Penyakit gondongan dapat dengan mudah diketahui dokter, terlebih apabila tejadi kontak dengan penderita gondongan 2-3 minggu sebelumnya. Jika penderita tidak menampakkan pembengkakan kelenjar di bawah telinga, namun tanda dan gejala lainnya mengarah ke penyakit gondongan sehingga meragukan diagnosis, dokter akan melakukan pemeriksaan lebih lanjut yaitu Complement fixation antiboides (CF), Hemagglutination inhibitor antibodies (HI), Virus neutralizing antibodies NT) dan kadar amilase.
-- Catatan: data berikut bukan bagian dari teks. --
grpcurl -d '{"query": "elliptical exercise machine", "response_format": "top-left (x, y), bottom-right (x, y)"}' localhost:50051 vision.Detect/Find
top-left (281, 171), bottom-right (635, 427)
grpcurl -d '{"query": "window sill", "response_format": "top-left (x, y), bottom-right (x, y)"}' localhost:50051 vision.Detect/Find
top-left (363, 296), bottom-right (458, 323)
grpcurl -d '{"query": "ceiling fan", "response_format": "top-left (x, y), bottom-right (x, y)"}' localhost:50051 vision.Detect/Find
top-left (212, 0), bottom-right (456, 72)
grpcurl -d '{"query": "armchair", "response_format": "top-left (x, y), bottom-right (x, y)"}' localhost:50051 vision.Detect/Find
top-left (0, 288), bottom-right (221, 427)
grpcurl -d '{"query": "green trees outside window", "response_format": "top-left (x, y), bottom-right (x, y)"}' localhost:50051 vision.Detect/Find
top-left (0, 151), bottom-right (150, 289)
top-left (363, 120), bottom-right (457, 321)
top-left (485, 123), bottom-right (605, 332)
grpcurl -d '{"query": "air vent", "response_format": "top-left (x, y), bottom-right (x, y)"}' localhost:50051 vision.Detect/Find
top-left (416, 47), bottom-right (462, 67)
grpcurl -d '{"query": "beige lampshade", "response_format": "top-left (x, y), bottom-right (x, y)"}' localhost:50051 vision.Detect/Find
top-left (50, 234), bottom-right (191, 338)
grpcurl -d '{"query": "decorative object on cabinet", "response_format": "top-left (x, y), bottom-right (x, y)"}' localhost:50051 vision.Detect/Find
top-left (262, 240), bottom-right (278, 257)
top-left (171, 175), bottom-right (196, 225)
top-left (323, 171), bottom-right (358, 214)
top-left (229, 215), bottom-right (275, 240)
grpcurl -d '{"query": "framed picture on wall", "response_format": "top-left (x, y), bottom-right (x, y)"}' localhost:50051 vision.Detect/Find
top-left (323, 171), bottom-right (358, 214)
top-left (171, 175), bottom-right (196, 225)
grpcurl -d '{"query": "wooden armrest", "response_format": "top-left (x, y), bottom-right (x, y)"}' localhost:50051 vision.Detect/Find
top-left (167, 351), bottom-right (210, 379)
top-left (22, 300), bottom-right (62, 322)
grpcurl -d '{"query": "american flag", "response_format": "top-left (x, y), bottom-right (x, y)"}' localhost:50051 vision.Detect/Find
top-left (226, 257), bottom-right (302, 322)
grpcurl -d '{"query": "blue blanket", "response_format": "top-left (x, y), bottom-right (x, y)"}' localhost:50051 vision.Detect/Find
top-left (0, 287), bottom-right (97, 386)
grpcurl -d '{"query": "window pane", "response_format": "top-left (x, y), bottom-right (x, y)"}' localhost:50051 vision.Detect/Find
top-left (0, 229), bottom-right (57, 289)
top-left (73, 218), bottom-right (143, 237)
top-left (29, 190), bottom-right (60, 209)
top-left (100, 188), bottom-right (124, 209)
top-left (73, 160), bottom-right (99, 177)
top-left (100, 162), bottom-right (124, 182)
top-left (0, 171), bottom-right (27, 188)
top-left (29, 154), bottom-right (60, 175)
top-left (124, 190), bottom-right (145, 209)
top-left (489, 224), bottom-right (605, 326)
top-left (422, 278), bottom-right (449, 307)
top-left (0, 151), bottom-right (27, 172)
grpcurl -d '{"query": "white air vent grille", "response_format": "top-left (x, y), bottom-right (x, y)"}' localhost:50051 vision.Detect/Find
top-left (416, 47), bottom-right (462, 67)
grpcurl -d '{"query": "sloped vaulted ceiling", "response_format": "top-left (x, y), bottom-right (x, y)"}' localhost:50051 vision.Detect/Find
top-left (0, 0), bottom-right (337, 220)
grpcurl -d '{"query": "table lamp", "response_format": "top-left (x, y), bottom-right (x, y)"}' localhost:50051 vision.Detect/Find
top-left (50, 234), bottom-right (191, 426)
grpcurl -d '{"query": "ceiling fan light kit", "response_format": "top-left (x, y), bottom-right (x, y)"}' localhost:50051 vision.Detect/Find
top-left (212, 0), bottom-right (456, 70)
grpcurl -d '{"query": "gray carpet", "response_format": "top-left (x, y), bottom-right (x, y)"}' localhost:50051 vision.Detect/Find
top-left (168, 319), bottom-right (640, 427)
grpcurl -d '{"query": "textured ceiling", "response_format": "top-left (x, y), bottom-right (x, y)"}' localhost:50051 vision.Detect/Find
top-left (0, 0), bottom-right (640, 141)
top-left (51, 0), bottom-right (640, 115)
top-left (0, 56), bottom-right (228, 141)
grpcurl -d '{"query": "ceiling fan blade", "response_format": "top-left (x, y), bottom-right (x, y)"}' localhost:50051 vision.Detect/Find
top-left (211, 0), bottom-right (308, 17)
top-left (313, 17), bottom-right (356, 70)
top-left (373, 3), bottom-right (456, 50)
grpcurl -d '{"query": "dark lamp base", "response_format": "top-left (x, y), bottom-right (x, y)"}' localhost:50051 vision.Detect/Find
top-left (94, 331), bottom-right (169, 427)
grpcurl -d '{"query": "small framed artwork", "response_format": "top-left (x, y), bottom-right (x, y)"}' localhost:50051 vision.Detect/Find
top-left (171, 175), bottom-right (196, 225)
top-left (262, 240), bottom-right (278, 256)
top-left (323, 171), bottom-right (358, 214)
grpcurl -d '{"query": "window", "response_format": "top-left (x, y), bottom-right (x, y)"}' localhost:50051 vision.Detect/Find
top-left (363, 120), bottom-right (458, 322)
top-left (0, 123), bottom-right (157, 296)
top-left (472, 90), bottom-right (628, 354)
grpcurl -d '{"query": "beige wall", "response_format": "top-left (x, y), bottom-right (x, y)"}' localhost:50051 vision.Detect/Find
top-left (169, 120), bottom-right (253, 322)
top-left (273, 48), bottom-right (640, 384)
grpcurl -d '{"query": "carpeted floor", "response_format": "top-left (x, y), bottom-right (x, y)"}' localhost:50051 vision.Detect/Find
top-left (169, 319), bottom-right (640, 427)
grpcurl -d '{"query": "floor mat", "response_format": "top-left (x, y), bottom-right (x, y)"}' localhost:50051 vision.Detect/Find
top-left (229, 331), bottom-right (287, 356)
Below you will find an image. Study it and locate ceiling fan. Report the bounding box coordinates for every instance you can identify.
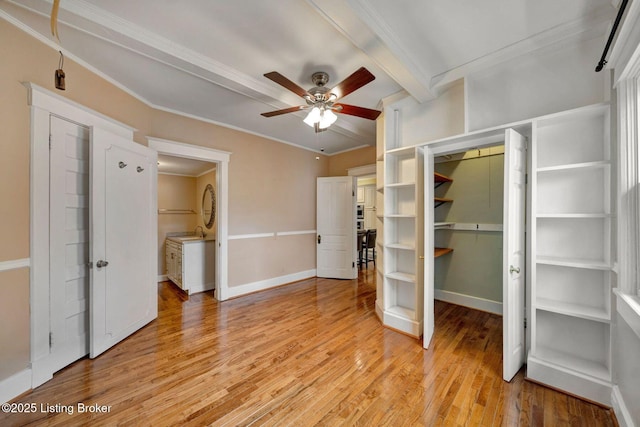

Penyebab Gondongan tidak memerlukan pengobatan yang spesifik. Penyakit ini akan sembuh dengan sendirinya setelah 3-4 hari. Pengobatan ditujukan utnuk mengurangi keluhan (simptomatis) dan istirahat selama penderita panas dan kelenjar (parotis) membengkak. Keluhan demam dapat dikurangi dengan memberikan parasetamol.

 Pengobatan Gondongan

Untuk penderita penyakit gondongan maka sebaiknya hindarilah jenis makanan seperti makanan yang susah di makan, makanlah makanan yang baik yang mudah dikunyah dan juga bisa dengan mudan ditelan. Selain itu jga tidak ada jenis makanan yang pantang dimakan oleh penderita gondangan. Pencegahan yang dilakukan pada penderita gondongan adalah dengan melakukan vaksinasi atau imunisasi dengan teratur pada masa kanak-kanak yakni adalah imunisasi MMR yang biasanya diberikan lewat injeksi disaat anak berusia 15 bulan dan selanjutnya diberikan disaat anak berusia 4 tahun. Imunisasi atau vaksinasi MMR juga bisa diberikan untuk remaja serta untuk orang dewasa yang belum pernah mengalami penyakit gondongan.

Cara mengobati penyakit gondogan adalah dengan beristirahat yang cukup dirumah. Dan selain itu juga hindarilah jenis makanan atau juga minuman yang mengandung asam karena bisa membuat nyeri ini menjadi semain parah. Konsumsi jenis makanan yang cair serta lunak.

Cara mengobati gondongan secara alami adalah :

Bahan : 1 genggam daun tapak dara
Cara membuat : tumbuklah halus kemudian ditempelkan ramuan tersebut ke gondongan.

Ramuan gondongan 2 :
Bhan : 10 ranting belimbing yang masih muda, dan 4 siung bawang merah
Cara membuatnya adalah : haluskan terlebih dahulu ranting belimbing yang masih muda, kemudian haluskan 4 siung bawang merah. Setelah itu tempelkanlah ramuan tadi ke bagian yang sakit. Lakukanlah hal ini dengan teratur sampai sakit gondongan sembuh.